In DataFusion, an `OptimizerRule` is a trait that supports rewriting`Expr`s that appear in various parts of the `LogicalPlan`. It follows DataFusion's general mantra of trait implementations to drive behavior.

We'll call our rule `AddOneInliner` and implement the `OptimizerRule` trait. The `OptimizerRule` trait has two methods:

- `name` - returns the name of the rule
- `try_optimize` - takes a `LogicalPlan` and returns an `Option<LogicalPlan>`. If the rule is able to optimize the plan, it returns `Some(LogicalPlan)` with the optimized plan. If the rule is not able to optimize the plan, it returns `None`.

```rust
struct AddOneInliner {}

impl OptimizerRule for AddOneInliner {
    fn name(&self) -> &str {
        "add_one_inliner"
    }

    fn try_optimize(
        &self,
        plan: &LogicalPlan,
        config: &dyn OptimizerConfig,
    ) -> Result<Option<LogicalPlan>> {
        // Map over the expressions and rewrite them
        let new_expressions = plan
            .expressions()
            .into_iter()
            .map(|expr| rewrite_add_one(expr))
            .collect::<Result<Vec<_>>>()?;

        let inputs = plan.inputs().into_iter().cloned().collect::<Vec<_>>();

        let plan = plan.with_new_exprs(&new_expressions, &inputs);

        plan.map(Some)
    }
}
```

Note the use of `rewrite_add_one` which is mapped over `plan.expressions()` to rewrite the expressions, then `plan.with_new_exprs` is used to create a new `LogicalPlan` with the rewritten expressions.
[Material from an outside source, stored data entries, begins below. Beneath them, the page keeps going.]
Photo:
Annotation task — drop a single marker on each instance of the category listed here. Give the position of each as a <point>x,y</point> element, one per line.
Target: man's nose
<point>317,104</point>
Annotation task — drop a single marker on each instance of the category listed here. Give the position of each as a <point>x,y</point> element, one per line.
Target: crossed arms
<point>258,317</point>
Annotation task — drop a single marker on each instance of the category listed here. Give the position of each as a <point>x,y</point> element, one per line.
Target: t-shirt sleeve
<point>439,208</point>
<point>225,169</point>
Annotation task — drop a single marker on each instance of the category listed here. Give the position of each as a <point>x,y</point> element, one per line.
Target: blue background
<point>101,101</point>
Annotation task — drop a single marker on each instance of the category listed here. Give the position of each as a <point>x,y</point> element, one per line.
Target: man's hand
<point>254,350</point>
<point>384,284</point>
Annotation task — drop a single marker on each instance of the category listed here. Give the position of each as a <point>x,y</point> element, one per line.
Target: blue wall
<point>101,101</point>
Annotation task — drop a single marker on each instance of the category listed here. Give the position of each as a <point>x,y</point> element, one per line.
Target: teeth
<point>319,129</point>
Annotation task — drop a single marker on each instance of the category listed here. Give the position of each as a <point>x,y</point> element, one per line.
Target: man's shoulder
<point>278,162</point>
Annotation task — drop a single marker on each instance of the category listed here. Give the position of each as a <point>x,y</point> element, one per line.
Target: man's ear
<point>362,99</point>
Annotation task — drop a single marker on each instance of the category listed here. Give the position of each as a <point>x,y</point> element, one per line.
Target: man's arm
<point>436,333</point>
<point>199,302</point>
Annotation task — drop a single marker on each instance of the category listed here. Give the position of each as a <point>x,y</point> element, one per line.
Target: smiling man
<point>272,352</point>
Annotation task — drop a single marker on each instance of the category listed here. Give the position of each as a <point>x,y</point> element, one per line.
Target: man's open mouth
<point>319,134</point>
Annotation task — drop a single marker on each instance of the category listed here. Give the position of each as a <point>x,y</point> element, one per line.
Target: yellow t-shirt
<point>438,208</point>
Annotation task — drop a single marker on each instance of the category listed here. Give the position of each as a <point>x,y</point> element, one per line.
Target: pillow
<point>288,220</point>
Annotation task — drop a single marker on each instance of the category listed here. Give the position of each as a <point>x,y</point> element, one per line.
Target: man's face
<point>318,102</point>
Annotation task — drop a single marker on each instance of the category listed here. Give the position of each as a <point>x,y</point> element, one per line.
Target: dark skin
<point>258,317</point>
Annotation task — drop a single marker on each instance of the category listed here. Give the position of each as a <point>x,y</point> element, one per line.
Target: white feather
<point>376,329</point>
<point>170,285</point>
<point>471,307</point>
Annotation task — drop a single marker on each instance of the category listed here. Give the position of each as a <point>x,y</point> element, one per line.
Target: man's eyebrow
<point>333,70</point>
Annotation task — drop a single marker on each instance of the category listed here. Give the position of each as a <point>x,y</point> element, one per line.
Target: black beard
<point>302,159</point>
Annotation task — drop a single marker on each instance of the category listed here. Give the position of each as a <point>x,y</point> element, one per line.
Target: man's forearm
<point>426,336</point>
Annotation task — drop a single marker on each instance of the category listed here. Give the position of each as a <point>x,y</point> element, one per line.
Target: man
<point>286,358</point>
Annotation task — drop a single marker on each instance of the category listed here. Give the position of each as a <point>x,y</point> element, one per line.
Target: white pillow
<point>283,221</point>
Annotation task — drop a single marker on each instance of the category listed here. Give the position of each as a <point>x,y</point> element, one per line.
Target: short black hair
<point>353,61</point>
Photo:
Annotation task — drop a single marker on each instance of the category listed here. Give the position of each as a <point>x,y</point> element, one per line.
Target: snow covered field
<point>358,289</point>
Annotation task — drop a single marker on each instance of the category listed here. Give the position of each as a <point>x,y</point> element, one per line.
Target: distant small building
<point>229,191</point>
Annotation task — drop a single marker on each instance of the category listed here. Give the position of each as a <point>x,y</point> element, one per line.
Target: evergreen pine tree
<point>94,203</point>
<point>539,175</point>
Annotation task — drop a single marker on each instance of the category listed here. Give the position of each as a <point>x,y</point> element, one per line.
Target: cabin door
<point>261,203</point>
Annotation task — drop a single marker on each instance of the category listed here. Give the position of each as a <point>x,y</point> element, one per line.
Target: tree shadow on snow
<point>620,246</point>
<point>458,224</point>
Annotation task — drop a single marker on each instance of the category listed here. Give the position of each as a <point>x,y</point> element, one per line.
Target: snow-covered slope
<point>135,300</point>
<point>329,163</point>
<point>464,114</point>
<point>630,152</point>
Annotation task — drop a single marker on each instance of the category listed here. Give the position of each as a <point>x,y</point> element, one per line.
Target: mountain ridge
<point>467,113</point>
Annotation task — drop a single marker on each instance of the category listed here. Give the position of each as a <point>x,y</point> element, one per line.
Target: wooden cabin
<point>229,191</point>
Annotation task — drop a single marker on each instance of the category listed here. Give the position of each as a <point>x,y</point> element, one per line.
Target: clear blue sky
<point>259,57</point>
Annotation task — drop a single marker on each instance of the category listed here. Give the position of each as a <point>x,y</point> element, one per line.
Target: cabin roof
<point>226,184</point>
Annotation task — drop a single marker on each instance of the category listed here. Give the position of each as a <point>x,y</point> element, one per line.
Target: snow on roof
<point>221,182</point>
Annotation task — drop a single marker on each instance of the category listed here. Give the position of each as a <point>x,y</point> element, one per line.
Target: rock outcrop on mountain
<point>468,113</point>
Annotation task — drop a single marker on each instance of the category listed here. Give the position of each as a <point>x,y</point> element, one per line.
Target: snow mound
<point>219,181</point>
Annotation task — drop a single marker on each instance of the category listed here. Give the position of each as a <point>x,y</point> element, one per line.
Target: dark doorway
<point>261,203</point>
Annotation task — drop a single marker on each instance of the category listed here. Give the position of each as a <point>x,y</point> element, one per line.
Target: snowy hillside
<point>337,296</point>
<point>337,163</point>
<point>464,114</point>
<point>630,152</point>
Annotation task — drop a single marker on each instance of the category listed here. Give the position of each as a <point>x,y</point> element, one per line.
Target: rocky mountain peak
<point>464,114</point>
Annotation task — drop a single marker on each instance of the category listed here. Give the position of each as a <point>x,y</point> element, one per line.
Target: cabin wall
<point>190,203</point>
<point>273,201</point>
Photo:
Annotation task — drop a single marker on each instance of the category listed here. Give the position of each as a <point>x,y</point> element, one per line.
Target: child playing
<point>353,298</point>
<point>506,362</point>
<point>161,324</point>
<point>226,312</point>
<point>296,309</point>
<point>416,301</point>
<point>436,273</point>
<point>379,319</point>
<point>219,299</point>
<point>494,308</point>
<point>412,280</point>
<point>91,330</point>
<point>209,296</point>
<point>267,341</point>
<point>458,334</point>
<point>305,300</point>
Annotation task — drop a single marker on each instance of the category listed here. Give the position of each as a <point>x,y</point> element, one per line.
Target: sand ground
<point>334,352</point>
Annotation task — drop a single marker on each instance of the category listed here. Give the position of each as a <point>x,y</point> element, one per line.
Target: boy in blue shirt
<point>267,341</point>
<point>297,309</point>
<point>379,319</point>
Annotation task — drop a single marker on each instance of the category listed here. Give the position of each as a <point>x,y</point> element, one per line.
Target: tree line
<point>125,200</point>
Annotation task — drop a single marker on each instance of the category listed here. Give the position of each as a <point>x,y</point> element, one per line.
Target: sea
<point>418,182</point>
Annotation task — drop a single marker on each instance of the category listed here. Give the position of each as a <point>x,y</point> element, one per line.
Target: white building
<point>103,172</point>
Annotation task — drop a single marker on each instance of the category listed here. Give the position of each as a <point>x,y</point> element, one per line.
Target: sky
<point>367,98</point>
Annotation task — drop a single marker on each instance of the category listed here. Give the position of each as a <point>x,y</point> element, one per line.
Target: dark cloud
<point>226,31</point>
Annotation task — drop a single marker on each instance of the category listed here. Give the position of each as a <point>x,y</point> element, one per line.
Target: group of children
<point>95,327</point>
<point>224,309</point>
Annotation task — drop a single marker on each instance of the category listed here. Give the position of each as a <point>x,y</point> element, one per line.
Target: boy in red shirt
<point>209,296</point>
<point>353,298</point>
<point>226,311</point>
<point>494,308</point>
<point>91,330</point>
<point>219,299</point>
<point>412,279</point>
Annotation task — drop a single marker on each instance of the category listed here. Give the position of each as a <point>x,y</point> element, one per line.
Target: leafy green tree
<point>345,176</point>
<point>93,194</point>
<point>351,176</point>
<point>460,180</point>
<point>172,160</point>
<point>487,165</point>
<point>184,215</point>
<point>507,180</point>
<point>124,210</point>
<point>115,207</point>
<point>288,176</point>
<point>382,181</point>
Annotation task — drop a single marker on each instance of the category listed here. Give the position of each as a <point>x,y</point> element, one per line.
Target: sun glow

We're almost there. Let's just test our rule works properly.

## Testing the Rule

Testing the rule is fairly simple, we can create a SessionState with our rule and then create a DataFrame and run a query. The logical plan will be optimized by our rule.

```rust
use datafusion::prelude::*;

let rules = Arc::new(AddOneInliner {});
let state = ctx.state().with_optimizer_rules(vec![rules]);

let ctx = SessionContext::with_state(state);
ctx.register_udf(add_one);

let sql = "SELECT add_one(1) AS added_one";
let plan = ctx.sql(sql).await?.logical_plan();

println!("{:?}", plan);
```

This results in the following output:

```text
Projection: Int64(1) + Int64(1) AS added_one
  EmptyRelation
```

I.e. the `add_one` UDF has been inlined into the projection.

## Getting the data type of the expression

The `arrow::datatypes::DataType` of the expression can be obtained by calling the `get_type` given something that implements `Expr::Schemable`, for example a `DFschema` object:

```rust
use arrow_schema::DataType;
use datafusion::common::{DFField, DFSchema};
use datafusion::logical_expr::{col, ExprSchemable};
use std::collections::HashMap;

let expr = col("c1") + col("c2");
let schema = DFSchema::new_with_metadata(
    vec![
        DFField::new_unqualified("c1", DataType::Int32, true),
        DFField::new_unqualified("c2", DataType::Float32, true),
    ],
    HashMap::new(),
)
.unwrap();
print!("type = {}", expr.get_type(&schema).unwrap());
```

This results in the following output:

```text
type = Float32
```

## Conclusion

In this guide, we've seen how to create `Expr`s programmatically and how to rewrite them. This is useful for simplifying and optimizing `Expr`s. We've also seen how to test our rule to ensure it works properly.